Tracing real-valued reference rays in anisotropic viscoelastic media

The eikonal equation in an attenuating medium has the form of a complex—valued Hamilton—Jacobi equation and must be solved in terms of the complex—valued travel time. A very suitable approximate method for calculating the complex—valued travel time right in real space is represented by the perturbation from the reference travel time calculated along the real—valued reference rays to the complex—valued travel time defined by the complex—valued Hamilton—Jacobi equation. The real—valued reference rays are calculated using the reference Hamiltonian function. The reference Hamiltonian function is constructed using the complex—valued Hamiltonian function corresponding to a given complex—valued Hamilton—Jacobi equation.

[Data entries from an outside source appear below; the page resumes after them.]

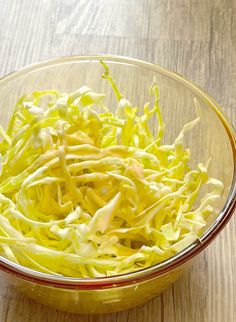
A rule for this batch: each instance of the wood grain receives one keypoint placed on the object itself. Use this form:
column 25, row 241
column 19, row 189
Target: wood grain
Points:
column 196, row 38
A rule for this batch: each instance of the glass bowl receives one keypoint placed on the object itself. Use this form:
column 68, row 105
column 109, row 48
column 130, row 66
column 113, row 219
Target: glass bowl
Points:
column 214, row 137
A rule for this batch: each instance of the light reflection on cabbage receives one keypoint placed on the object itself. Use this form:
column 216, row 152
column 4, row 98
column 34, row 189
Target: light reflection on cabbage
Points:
column 89, row 194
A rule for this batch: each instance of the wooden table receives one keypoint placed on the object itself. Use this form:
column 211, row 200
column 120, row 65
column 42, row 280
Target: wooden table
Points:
column 196, row 38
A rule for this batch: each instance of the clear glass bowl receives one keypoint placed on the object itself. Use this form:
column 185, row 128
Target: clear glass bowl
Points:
column 213, row 137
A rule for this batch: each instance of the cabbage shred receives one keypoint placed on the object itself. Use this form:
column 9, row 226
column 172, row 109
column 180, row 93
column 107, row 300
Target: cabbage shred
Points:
column 88, row 194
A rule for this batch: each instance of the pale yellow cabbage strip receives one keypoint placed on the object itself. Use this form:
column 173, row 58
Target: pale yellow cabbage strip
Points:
column 89, row 194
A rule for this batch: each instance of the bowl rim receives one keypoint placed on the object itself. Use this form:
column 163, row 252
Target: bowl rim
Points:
column 168, row 264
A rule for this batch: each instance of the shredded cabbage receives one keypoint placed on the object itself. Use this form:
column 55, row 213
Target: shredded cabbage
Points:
column 85, row 193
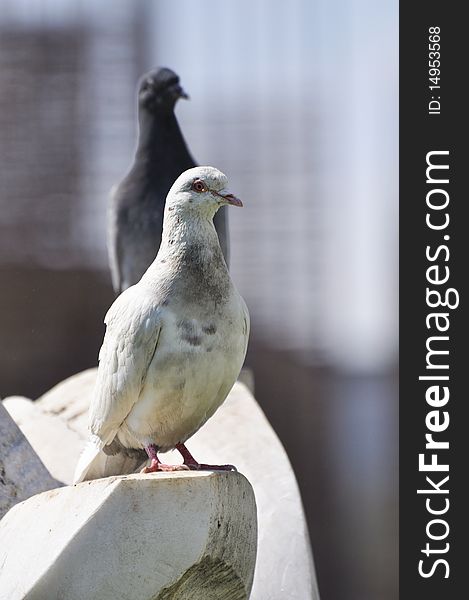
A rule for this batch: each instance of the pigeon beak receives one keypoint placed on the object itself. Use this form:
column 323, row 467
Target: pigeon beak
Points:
column 180, row 93
column 228, row 198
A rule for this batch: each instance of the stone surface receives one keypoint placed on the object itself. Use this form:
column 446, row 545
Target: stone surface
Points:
column 22, row 474
column 184, row 536
column 238, row 433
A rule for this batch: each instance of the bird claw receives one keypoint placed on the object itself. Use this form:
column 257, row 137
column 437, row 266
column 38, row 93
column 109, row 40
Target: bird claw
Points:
column 162, row 468
column 204, row 467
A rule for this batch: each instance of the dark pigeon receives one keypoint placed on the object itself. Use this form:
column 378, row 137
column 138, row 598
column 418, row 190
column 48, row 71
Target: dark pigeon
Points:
column 135, row 219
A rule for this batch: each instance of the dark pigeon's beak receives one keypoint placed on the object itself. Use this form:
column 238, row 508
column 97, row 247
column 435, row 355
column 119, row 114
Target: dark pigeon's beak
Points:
column 229, row 198
column 179, row 92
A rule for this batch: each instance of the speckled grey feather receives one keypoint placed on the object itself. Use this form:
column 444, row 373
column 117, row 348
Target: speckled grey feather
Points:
column 175, row 342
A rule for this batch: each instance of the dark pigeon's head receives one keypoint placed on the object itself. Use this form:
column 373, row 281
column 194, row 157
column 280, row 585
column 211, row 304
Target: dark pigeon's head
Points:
column 159, row 91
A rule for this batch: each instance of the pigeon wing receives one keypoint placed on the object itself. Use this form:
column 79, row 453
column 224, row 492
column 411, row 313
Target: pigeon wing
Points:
column 133, row 326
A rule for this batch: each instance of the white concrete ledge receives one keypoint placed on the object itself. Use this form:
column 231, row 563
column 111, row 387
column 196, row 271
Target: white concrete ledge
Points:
column 238, row 433
column 164, row 536
column 22, row 474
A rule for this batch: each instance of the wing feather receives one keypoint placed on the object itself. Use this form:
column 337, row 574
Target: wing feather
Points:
column 133, row 326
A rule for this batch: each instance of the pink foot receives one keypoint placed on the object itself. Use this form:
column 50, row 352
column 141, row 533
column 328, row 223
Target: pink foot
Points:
column 156, row 466
column 193, row 465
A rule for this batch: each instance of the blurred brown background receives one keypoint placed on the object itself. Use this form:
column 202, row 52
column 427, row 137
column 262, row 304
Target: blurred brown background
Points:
column 297, row 103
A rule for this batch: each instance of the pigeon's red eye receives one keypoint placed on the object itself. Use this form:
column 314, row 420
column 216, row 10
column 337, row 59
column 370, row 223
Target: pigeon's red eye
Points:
column 199, row 186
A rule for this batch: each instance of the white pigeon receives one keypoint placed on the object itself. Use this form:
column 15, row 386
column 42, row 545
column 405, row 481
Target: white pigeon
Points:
column 175, row 342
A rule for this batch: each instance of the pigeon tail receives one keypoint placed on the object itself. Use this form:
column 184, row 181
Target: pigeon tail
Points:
column 94, row 463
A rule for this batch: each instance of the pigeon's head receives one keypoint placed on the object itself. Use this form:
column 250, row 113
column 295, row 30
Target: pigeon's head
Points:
column 159, row 91
column 201, row 190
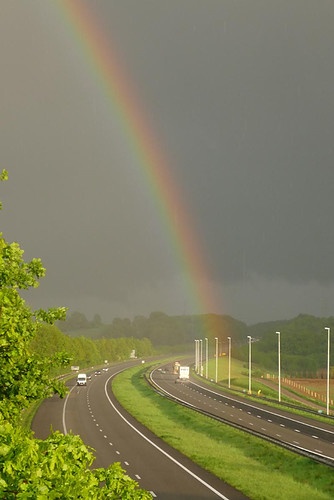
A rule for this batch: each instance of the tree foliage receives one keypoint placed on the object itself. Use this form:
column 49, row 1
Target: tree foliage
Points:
column 60, row 466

The ray tracing equations and the corresponding equations of geodesic deviation are often formulated in terms of the eigenvectors of the Christoffel matrix. Unfortunately, a complex—valued Christoffel matrix need not have all three eigenvectors at an S—wave singularity. We thus formulate the ray tracing equations and the corresponding equations of geodesic deviation using the eigenvalues of a complex—valued Christoffel matrix, without the eigenvectors of the Christoffel matrix. The resulting equations for the real—valued reference P—wave rays and the real—valued reference common S—wave rays are applicable everywhere, including S—wave singularities.